There are currently two types of tests: bench and test (index.php?type=bench or index.php?type=test).

You can select individual messages to test by clicking the checkbox next to the message and clicking the submit button at the bottom of the page. If you don't select any messages and hit submit, it will do all of the messages.

There are no checkboxes for the benchmark test but you can put the message(s) you want in the address bar and it will do only those messages (for instance ?type=bench&iterations=1000&msg=20). It will always run "code" and "all" tests because selecting messages was an after-thought.
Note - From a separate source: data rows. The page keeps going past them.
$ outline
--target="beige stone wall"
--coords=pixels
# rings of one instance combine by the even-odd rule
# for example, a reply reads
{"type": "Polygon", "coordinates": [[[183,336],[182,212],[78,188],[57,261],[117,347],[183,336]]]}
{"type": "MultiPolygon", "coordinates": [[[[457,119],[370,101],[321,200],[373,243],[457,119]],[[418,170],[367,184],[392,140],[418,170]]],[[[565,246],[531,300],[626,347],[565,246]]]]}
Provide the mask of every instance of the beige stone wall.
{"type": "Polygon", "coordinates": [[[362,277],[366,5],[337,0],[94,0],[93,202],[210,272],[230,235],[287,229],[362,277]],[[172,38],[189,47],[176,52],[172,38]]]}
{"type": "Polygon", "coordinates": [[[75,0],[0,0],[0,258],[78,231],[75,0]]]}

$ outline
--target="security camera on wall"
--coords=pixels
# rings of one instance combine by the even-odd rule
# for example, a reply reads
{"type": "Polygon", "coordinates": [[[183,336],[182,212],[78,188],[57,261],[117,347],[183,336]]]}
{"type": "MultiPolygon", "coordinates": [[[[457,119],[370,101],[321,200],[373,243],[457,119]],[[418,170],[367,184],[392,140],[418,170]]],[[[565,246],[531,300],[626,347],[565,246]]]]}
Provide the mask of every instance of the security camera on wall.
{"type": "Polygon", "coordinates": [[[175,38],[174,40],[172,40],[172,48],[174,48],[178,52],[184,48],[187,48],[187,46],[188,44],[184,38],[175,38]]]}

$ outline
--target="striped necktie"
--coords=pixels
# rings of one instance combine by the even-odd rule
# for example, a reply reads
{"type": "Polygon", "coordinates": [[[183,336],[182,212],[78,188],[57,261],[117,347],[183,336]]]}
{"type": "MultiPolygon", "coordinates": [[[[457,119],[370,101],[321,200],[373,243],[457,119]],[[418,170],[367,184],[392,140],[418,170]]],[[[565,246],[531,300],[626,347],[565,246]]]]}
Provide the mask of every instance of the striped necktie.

As you can see from the example, iterations=# is the way to input the number of iterations it will run.

In index.php there is a constant called SAVE_TOP_RESULTS. Right now this is setup to save the top 5 percentage of difference between the A and B test to a CSV file.  You can view the results of that from TopResults.php. This helps me determine what is the biggest slow ups. I could change this to the top 5 in time but if message 20 takes 5 seconds on A and 10 seconds on B that's a difference of 5 seconds which is a 100% increase in time but if message 10 takes 2.5 seconds on A and 7.5 seconds on B that's a difference of 5 seconds which is a 200% increase and tells me there's a bigger difference in the code. At least, that's my logic. Going to also try to look at times as a difference to try to pick any low hanging fruit.
I am currently doing freelance work. If you need coding help, forum help, or server maintenance, shoot me a PM and let me know.

Re: BBC Parsing

Reply #16
Okay, cloning the parser isn't cheap but it certainly doesn't make up much of the difference in time. The only test that even calls that function is (currently) test 36
Code: [Select]
[quote=Edsger Dijkstra]If debugging is the process of removing software bugs, then programming must be the process of putting them in[/quote]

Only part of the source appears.